На плечах, вращающихся по какой-то эксцентричной орбите

Прямо у храмов старого Пестума и насеста

Где Время расправляет свои крылья.

И теперь она бежит по ковру, пока вся Олимпия аплодирует — мама, бабушка и дядя, все хорошие греки, — и та темнокожая варварка, Партеанна Паркер, чьи стрелы пронзают насквозь, а не назад! Бабушка улыбается всему, а мама гадает, что сказал бы папа, если бы она когда-нибудь спустилась в Карлтон-Хаус. «Прошлой ночью» она в постели, мечтает о «довольных лицах» далеко-далеко. Но вот звучит труба, игры окончены; приходит какая-то Геба, и Эдит переносится. Не знаю куда; должно быть, на какое-то облако, ибо я там никогда не был.

Вопрос: что становится с ответами, которые Эдит обдумывает, но не может выразить? Она действительно бросает на вас взгляды, которые были еще до появления этого мира. Вы не можете почувствовать никакой разницы в возрасте, кроме того, что у вас длиннее ноги и руки.

Миссис Эмерсон сказала, что я должен рассказать вам о домашних делах, когда я упомянул, что собираюсь писать. Возможно, вас проинформирует о состоянии всех нас то, что я просто скажу: я здоров и счастлив в вашем доме здесь, в Конкорде.

Ваш друг, Генри.

Не забудьте сказать нам, что делать с мистером Паркером, когда будете писать в следующий раз. Я читал лекцию на этой неделе. Это была такая же яркая ночь, как вы могли бы пожелать. Надеюсь, по этому случаю не было потрачено зря ни одной звезды.

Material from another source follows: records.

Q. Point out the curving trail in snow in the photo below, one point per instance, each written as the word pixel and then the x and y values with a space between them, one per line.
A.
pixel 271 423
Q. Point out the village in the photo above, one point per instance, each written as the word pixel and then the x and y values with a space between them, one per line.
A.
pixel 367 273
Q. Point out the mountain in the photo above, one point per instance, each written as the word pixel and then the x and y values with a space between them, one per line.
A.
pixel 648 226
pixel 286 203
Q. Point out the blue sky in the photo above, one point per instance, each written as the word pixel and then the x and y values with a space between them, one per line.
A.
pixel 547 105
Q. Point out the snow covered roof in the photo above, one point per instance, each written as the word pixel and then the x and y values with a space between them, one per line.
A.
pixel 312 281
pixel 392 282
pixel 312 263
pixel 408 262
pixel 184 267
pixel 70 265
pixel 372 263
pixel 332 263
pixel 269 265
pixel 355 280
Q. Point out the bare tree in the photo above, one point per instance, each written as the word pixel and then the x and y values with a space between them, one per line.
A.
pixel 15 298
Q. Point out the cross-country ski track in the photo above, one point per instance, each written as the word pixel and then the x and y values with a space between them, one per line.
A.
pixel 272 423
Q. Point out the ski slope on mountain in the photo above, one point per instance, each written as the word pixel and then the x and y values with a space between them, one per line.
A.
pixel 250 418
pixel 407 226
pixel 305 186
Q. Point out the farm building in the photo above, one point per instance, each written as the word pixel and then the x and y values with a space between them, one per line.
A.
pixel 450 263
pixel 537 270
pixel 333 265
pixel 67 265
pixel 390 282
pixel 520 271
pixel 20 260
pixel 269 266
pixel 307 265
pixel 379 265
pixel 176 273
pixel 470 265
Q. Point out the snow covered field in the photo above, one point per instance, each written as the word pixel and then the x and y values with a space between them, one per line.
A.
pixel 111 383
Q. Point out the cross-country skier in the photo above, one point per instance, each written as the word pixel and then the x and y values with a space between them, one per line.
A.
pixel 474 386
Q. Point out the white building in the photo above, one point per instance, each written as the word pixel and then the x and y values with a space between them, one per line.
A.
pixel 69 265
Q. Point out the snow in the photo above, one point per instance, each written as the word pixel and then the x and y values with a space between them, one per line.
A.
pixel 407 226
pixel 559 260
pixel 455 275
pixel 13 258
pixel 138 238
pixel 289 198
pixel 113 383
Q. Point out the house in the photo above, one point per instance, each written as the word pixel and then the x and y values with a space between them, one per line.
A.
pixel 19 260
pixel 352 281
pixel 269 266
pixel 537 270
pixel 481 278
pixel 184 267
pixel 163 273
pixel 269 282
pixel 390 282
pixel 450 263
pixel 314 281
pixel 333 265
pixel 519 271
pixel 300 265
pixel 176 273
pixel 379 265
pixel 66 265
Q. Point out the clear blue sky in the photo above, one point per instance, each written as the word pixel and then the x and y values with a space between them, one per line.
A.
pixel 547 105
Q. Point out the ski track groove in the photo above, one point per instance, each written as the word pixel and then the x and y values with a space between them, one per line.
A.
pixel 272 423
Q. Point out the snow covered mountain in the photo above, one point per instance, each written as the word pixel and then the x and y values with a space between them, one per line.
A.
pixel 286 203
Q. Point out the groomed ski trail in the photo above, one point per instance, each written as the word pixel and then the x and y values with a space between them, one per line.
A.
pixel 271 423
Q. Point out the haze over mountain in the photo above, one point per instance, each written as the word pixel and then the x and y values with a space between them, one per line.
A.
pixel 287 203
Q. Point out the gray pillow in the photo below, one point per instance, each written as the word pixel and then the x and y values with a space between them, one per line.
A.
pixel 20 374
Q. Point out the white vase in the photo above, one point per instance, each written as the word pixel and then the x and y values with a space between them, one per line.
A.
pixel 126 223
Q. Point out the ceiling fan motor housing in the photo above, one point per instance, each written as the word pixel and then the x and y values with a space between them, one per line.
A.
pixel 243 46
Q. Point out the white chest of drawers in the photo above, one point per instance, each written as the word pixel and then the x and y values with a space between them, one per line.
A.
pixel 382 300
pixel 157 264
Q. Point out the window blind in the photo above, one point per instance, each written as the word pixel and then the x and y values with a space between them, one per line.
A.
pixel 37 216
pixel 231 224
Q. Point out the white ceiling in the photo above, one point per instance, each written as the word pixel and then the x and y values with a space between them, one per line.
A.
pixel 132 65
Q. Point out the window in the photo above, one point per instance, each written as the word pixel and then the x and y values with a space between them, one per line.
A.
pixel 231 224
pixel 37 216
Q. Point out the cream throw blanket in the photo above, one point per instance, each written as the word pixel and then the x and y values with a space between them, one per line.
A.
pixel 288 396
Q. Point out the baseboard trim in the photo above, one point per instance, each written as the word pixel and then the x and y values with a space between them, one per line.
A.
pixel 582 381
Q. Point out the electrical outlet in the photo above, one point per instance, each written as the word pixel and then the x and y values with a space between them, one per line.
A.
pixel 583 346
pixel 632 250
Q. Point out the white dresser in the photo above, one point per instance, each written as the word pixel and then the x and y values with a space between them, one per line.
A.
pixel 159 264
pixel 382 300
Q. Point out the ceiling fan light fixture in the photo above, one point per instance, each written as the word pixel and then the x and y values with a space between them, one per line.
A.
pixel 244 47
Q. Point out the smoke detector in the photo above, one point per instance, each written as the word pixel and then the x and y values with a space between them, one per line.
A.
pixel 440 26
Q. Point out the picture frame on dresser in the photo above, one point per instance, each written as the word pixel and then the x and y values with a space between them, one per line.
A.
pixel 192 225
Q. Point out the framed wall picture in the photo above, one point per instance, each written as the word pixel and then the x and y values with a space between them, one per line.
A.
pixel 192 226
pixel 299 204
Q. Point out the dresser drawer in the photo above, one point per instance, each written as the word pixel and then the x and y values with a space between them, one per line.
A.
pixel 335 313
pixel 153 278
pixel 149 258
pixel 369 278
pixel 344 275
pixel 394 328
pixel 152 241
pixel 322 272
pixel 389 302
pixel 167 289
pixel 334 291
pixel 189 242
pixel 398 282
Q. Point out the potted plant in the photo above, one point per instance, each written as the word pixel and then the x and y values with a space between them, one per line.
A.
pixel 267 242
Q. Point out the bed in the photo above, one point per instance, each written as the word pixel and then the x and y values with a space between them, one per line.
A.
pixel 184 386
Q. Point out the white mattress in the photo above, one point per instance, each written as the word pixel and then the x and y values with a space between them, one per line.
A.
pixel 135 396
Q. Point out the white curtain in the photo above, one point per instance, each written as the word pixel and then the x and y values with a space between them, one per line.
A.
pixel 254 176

[Часть того же письма, хотя и датированная двумя днями позже и написанная в совершенно ином стиле, как от одного мудреца другому, представляет собой этот постскриптум:]

12 февраля 1843 г.

Дорогой друг, поскольку пакет все еще задерживается, я пошлю вам несколько мыслей, которые я недавно переосмыслил, как последние публичные и частные новости.

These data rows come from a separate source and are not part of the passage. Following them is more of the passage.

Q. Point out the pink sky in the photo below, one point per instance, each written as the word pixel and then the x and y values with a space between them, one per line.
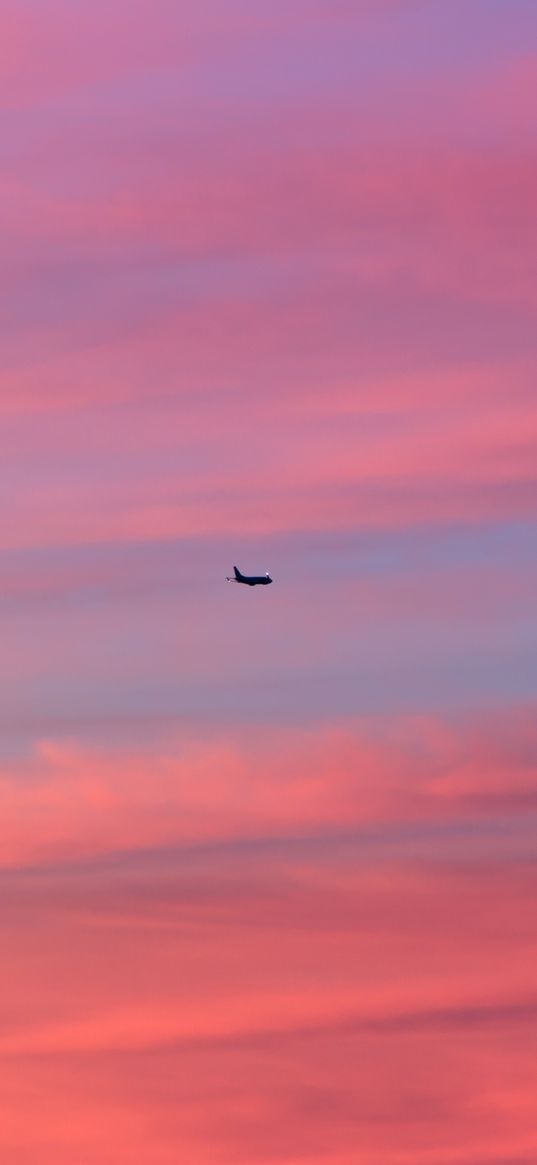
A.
pixel 268 856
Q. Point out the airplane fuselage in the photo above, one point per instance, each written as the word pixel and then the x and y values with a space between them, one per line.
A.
pixel 249 579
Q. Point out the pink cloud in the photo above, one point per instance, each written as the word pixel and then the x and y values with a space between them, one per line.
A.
pixel 70 802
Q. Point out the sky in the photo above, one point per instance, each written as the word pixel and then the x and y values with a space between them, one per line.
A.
pixel 268 856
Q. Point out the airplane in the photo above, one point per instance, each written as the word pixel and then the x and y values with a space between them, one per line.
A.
pixel 249 579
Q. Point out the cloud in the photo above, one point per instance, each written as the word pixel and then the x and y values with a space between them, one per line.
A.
pixel 70 802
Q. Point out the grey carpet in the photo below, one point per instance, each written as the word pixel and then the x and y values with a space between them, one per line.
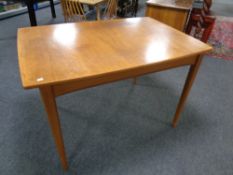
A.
pixel 118 128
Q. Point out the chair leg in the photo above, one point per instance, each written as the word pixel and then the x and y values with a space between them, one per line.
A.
pixel 135 80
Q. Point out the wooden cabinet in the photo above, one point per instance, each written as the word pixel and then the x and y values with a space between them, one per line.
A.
pixel 171 12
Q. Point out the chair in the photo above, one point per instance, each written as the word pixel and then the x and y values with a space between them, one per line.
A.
pixel 201 21
pixel 72 10
pixel 206 7
pixel 110 11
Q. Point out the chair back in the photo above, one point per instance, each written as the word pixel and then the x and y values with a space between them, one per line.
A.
pixel 72 10
pixel 111 10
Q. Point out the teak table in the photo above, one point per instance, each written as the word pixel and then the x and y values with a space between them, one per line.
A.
pixel 59 59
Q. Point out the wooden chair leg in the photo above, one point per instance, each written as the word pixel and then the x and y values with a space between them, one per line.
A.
pixel 135 80
pixel 51 108
pixel 187 87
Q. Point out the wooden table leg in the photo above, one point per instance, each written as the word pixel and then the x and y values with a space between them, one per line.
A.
pixel 97 12
pixel 31 12
pixel 187 87
pixel 52 9
pixel 51 108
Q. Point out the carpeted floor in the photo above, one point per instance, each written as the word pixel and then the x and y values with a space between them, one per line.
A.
pixel 221 38
pixel 119 128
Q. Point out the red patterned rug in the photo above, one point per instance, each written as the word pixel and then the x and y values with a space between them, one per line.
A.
pixel 221 38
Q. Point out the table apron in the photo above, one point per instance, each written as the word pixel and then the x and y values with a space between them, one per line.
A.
pixel 68 87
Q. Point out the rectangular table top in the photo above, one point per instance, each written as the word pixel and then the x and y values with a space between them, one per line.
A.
pixel 54 54
pixel 177 4
pixel 91 2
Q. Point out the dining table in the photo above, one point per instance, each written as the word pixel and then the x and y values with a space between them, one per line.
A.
pixel 64 58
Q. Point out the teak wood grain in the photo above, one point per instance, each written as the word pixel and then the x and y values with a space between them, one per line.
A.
pixel 50 55
pixel 59 59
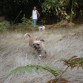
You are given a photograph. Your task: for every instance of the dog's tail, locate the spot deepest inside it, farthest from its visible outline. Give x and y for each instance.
(27, 34)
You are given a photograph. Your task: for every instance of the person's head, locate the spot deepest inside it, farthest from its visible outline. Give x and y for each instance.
(34, 8)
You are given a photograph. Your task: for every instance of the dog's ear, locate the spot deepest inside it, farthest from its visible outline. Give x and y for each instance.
(42, 40)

Как низменны наши отношения друг к другу! Давайте сделаем паузу, пока они не станут благороднее. Немного тишины, немного отдыха — это хорошо. Было бы достаточным занятием просто культивировать истинные отношения.

Самые богатые дары, которые мы можем преподнести, — наименее рыночные. Мы ненавидим доброту, которую понимаем. Благородный человек не делает такого дара, как свое полное доверие: ничто так не возвышает дающего и принимающего; это порождает истинную благодарность. Возможно, для дружбы существенно лишь то, чтобы одно жизненно важное доверие было возложено одним на другого. Я чувствую, что ко мне обращаются и проникают даже в отдаленные части моего существа, когда кто-то благородно проявляет, даже в мелочах, безоговорочную веру в меня. Когда такие божественные товары так близки и дешевы, как странно, что это должно быть открытием каждого дня! Угроза или проклятие могут быть забыты, но это мягкое доверие преображает меня. Я больше не от мира сего; оно действует динамически; оно меняет саму мою сущность. Я не могу делать то, что делал раньше. Я не могу быть тем, кем был раньше. Другие цепи могут быть разорваны, но в самую темную ночь, в самом отдаленном месте я волочу эту нить. Тогда вещи не могут случаться. Что, если бы Бог доверился нам на мгновение! Разве мы не стали бы тогда богами?

Как тонка эта вещь — доверие! Ничего осязаемого не проходит между; никогда не стоит опасаться последствий, если оно будет неуместным. И все же что-то произошло. Возникает новое поведение; корабль несет новый балласт в своем трюме. Достаточно великое и щедрое доверие никогда не могло бы быть злоупотреблено. Это должно быть причиной отдать свою жизнь — что не означало бы потерять ее. Может ли быть какая-то ошибка там наверху? Разве боги не знают, куда вкладывать свое богатство? Такое доверие также было бы взаимным. Когда кто-то сильно доверяет вам, он почувствует, как корни равного доверия закрепляются в нем. Когда такое доверие было получено или возложено, мы не смеем говорить, едва ли смотреть друг на друга; наши голоса звучат резко и недостойно доверия. Мы как инструменты, с которыми имели дело Силы. Через какие проливы мы бы не пронесли это маленькое бремя великодушного доверия! И все же никакой вред не мог бы произойти, а просто вероломство. Ни перышка, ни соломинки не доверено; этот пакет пуст. Он только вверен нам, и, так сказать, все вещи вверены нам.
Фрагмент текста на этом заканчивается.